Memory integrity & forensics#
Three independent capabilities that together turn memgar from a write-time detector into a full memory-poisoning forensics platform.
At a glance#
| Capability | Module | What it gives you |
|---|---|---|
| Merkle-tree integrity | memgar.merkle |
O(log N) inclusion proofs, tampering localization, selective disclosure |
| Cross-snapshot replay | memgar.replay_forensics |
Provenance, lineage, cohorts, session timelines across vault snapshots |
| Embedding-space anomaly | memgar.embedding_anomaly |
Outlier / density / cross-cluster-collision detection on RAG inserts |
1. Merkle-tree memory integrity#
A flat content-hash root tells you "something changed in the vault." A Merkle tree gives you three things flat hashes can't:
- O(log N) inclusion proofs. Prove "entry X was in snapshot Y at time T" with ~20 sibling hashes for a 1M-entry vault.
- Tampering localization. A corrupted entry produces a different sibling-chain than a clean one, so a verifier can pinpoint the path of divergence instead of just flagging the whole snapshot.
- Selective disclosure. Prove an entry's presence to a third party (auditor, regulator, customer) without exposing the rest of the vault.
Every MemoryVault.take_snapshot() now also computes a merkle_root,
persisted alongside root_hash. You can build proofs on demand:
from memgar.memory_vault import MemoryVault
from memgar.merkle import verify_proof
vault = MemoryVault(db_path="./vault.db")
# ... live work ...
snapshot = vault.take_snapshot(label="post-incident")
# Build an inclusion proof
proof = snapshot.merkle_proof("src:evil-doc")
print(proof.to_dict())
# {
# "entry_id": "src:evil-doc",
# "content_hash": "...",
# "leaf_hash": "...",
# "siblings": [(0, "..."), (1, "..."), ...], # ~log2(N) entries
# "root": "abc123..."
# }
# Verify externally — only needs the proof and the published root
assert verify_proof(
proof,
expected_entry_id="src:evil-doc",
expected_content_hash="...",
expected_root=snapshot.merkle_root,
)
Conventions#
- Leaves are sorted by
entry_idbefore hashing — same entries in any insertion order produce the same root. - Leaf hash =
sha256(b"L:" || entry_id || b"|" || content_hash). The domain prefixL:prevents second-preimage attacks against internal nodes. - Internal hash =
sha256(b"I:" || left || right). Same domain-prefix reasoning. - Odd-leaf level: the last orphan is duplicated (Bitcoin convention).
Backward compatibility#
Snapshots created before this feature have merkle_root == "". Building a
proof against them works (the tree is computed on demand from the entries),
but they have no signed Merkle root to compare against, so external
verification falls back to the flat root_hash.

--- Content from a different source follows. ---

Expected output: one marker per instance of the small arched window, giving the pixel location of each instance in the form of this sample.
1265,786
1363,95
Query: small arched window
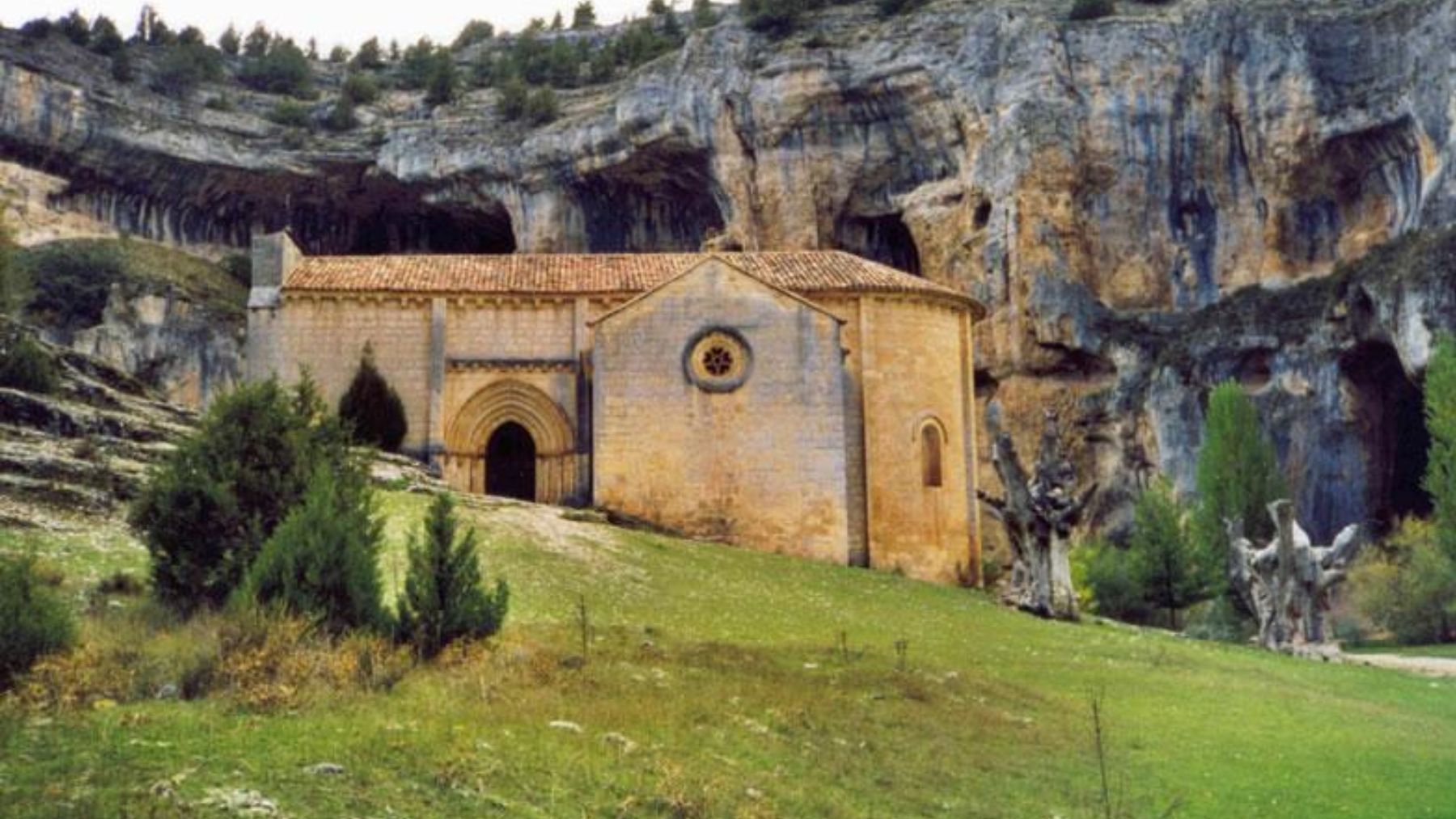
931,445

2. Cross-snapshot replay forensics#
ReplayForensics is the answer to "when did this poison first appear,
and what else did the same source write?" — a question that takes hours
to answer manually but seconds with snapshot-walking.

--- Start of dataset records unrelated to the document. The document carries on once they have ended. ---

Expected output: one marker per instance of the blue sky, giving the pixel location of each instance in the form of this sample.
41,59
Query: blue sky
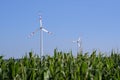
97,22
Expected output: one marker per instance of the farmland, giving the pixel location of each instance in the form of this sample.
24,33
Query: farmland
62,66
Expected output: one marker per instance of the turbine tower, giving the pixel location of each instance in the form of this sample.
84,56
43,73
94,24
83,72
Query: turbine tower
79,45
42,29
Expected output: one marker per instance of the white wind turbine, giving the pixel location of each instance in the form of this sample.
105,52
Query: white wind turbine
79,45
41,35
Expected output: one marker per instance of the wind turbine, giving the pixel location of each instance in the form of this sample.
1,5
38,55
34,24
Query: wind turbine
42,29
79,44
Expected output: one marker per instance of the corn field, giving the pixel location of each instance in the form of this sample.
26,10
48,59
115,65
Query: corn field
62,66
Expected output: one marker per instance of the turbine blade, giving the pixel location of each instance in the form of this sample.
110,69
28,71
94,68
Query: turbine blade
46,31
78,45
31,34
79,39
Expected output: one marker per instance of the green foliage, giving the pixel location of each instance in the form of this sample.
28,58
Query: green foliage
62,66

from memgar.memory_vault import MemoryVault
from memgar.replay_forensics import ReplayForensics
vault = MemoryVault(db_path="./vault.db")
forensics = ReplayForensics(vault._snapshots)
# 1. When was this entry first written? How long has it persisted?
appearance = forensics.first_appearance("src:evil-doc")
print(appearance.first_ts, appearance.last_ts, appearance.snapshots_seen)
# → first_ts=1779127740, last_ts=1779127780, snapshots_seen=4
# 2. Show the full mutation chain — every distinct content_hash
for mut in forensics.lineage("src:evil-doc"):
glyph = "●" if mut.is_first else "~"
print(f"{glyph} {mut.ts:.0f} {mut.content_hash[:12]} {mut.content_preview}")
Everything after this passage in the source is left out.